Les grévistes de la faim demandent notamment des investigations internationales à Afrine en Syrie.

KEYSTONE/MARTIAL TREZZINI

(sda-ats)

Un incident a éclaté à Genève entre Kurdes qui dénoncent l'offensive de l'armée turque dans le nord de la Syrie et un ressortissant turc, faisant un blessé dans un mouvement de foule. La grève de la faim lancée par les Kurdes il y a 18 jours s'achèvera dimanche.

Jeudi matin, une voiture s'est arrêtée près des dizaines de Kurdes réunis comme chaque jour depuis le début du mouvement près de la Place des Nations. Un homme en est descendu, proférant des insultes en turc et faisant le signe des groupes ultra-nationalistes turcs, selon des sources convergentes.

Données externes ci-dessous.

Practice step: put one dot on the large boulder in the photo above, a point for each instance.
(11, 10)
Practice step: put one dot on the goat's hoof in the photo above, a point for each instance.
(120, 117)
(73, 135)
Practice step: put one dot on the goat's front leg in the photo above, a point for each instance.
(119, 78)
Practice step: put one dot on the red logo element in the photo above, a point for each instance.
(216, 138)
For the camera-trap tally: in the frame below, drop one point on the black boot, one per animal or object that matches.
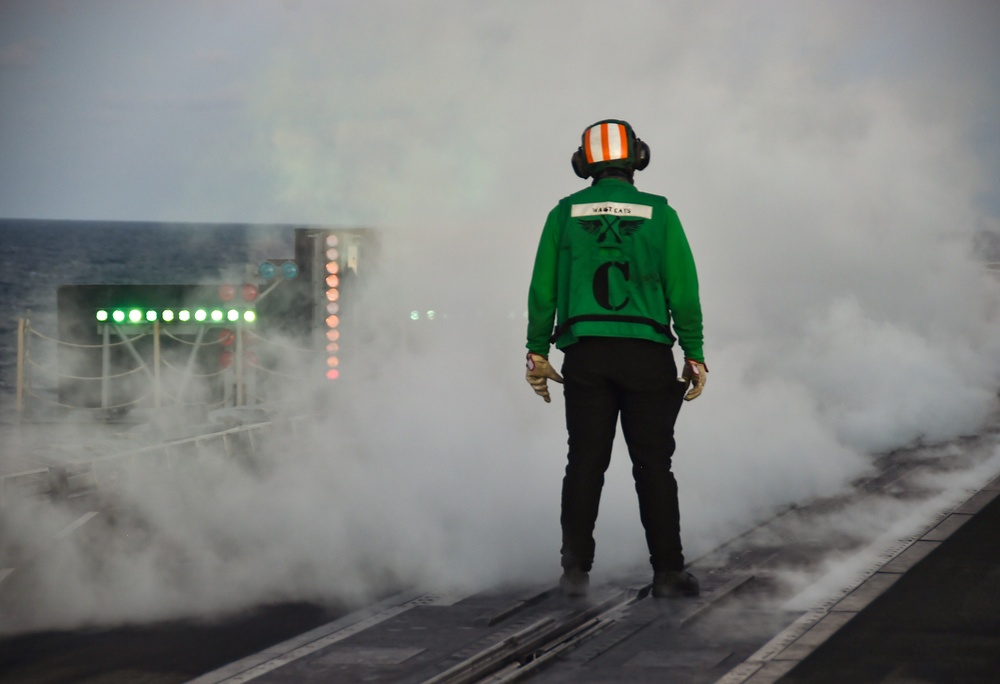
(574, 582)
(674, 583)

Des dizaines de Kurdes ont alors couru dans sa direction, provoquant un affolement de la conductrice de la voiture qui est partie avec le perturbateur. Selon la police genevoise, les caméras de surveillance montrent que le véhicule n'a toutefois percuté personne.

En revanche, un manifestant a été blessé, sans gravité, dans le mouvement de foule. Il a a été évacué par ambulance. Deux autres personnes ont, elles, été légèrement atteintes sans que leur situation ne demande des soins.

La police précise également que les manifestants s'en sont pris à la voiture et à l'individu en réponse aux insultes. "Les personnes ont été identifiées et les Kurdes ont décidé de ne pas porter plainte", a affirmé à l'ats un porte-parole, Silvain Guillaume-Gentil.

Dizaines de femmes

L'un des responsables du Centre société démocratique kurde de Genève, Ramazan Tutar, dit avoir tenté de maîtriser ses camarades. Mais depuis près de trois semaines, ceux-ci "manifestent dans le froid et sous la pluie contre un massacre" à Afrine, ville syrienne prise récemment par l'armée turque.

L'incident n'a pas entamé leur volonté. "Erdogan terroriste" et "solution politique pour le Kurdistan", scandaient-ils.

Une quinzaine d'anciens élus kurdes, dont la co-maire déchue d'une municipalité de la région de Diyarbakir, Fatma Sik, ont suivi une grève de la faim pendant 10 jours durant le Conseil des droits de l'homme. Des rencontres ont notamment eu lieu avec des représentants du Haut-Commissariat aux droits de l'homme.

Trois quarts du Nord de la Syrie

Le mouvement a ensuite été repris pendant quelques jours par des militants du Parti de l'union démocratique (PYD). Il est poursuivi depuis mercredi par une cinquantaine de femmes kurdes d'Allemagne et de Suisse.

Les manifestants demandent une exclusion aérienne au-dessus d'Afrine, des investigations de l'ONU sur les violences ou encore un accès humanitaire pour le Comité international de la Croix-Rouge (CICR). Selon l'ONU, près de 150'000 personnes ont été déplacées depuis Afrine.

Mais les manifestants n'ont pas été entendus. "La Turquie contrôle trois quarts du nord de la Syrie", ajoute aussi M. Tutar qui ne pense pas que l'armée turque prendra la ville de Manbij. Depuis lundi, les grévistes de la faim dorment dans un bâtiment mis à leur disposition par la Ville de Genève.